The researchers are very careful to stress that while cannabis vaping was associated with a greater number of reports of respiratory symptoms here, that does not mean that smoking cigarettes/e-cigarettes or cannabis products is perfectly safe – these products can also harm the lungs, just to a lesser degree in regard to the five symptoms specifically studied here.

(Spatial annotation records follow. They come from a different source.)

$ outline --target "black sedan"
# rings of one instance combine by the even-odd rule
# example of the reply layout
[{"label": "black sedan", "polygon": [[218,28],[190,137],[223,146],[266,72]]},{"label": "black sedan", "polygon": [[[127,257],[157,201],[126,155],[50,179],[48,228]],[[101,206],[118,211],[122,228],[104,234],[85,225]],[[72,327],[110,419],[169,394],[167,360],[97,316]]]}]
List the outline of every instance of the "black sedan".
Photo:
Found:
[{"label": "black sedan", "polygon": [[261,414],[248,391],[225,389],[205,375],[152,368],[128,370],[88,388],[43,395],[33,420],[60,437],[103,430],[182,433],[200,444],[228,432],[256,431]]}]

It was not a part of the scope of the study to assess the effects of longer-term use or to look at the other possible health effects related to smoking, such as the build-up of tar in the lungs or lung cancer risk.
Cannabis vaping and EVALI
The safety of cannabis vaping became a public health concern following the outbreak of e-cigarette or vaping-related lung injuries (EVALI) across the US in 2019. These vaping-related injuries were seen far more often in people using cannabis vapes, eventually culminating in a consumer warning from the US Food and Drug Administration that told consumers to avoid all THC-containing vape products for their own safety.
As time passed and the number of these EVALI cases began to fall, the US Centers for Disease Control and Prevention (CDC) concluded that the likely culprit behind the injuries was vitamin E acetate – a diluent thickener seen more commonly in illicit cannabis vape products than in other sources.

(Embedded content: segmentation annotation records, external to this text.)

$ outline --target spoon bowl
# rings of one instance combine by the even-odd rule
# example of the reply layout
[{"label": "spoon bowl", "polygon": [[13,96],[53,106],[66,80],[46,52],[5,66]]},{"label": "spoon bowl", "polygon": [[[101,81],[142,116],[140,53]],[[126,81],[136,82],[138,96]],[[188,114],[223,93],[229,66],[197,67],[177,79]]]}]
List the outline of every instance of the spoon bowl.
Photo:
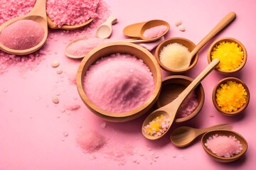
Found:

Since the peak of EVALI cases in late-2019, additional research has also uncovered possible links between metallic heating elements and EVALI symptoms and the existence of a THC/vitamin E acetate complex whose health effects are unknown.
Given all of this, there is a push from within the cannabis industry to continue research into the safety of cannabis vape products to make sure that consumers are being as completely protected from health risks as possible.
“I think vaping is a great delivery system,” Dr Graham Wood, chief scientific officer at the extraction company Neptune Wellness Solutions, told Analytical Cannabis at the height of the vaping crisis. “It’s quite easy for consumers to control their dosing levels versus some of the edibles. Vaping gets rid of those issues.”
“But just because it’s better for giving that fine control, it still has to be as safe. So, I think we need to make sure that we're really paying attention to what's going in there. And as clinical studies continue, we're making it safer and safer as time goes on.”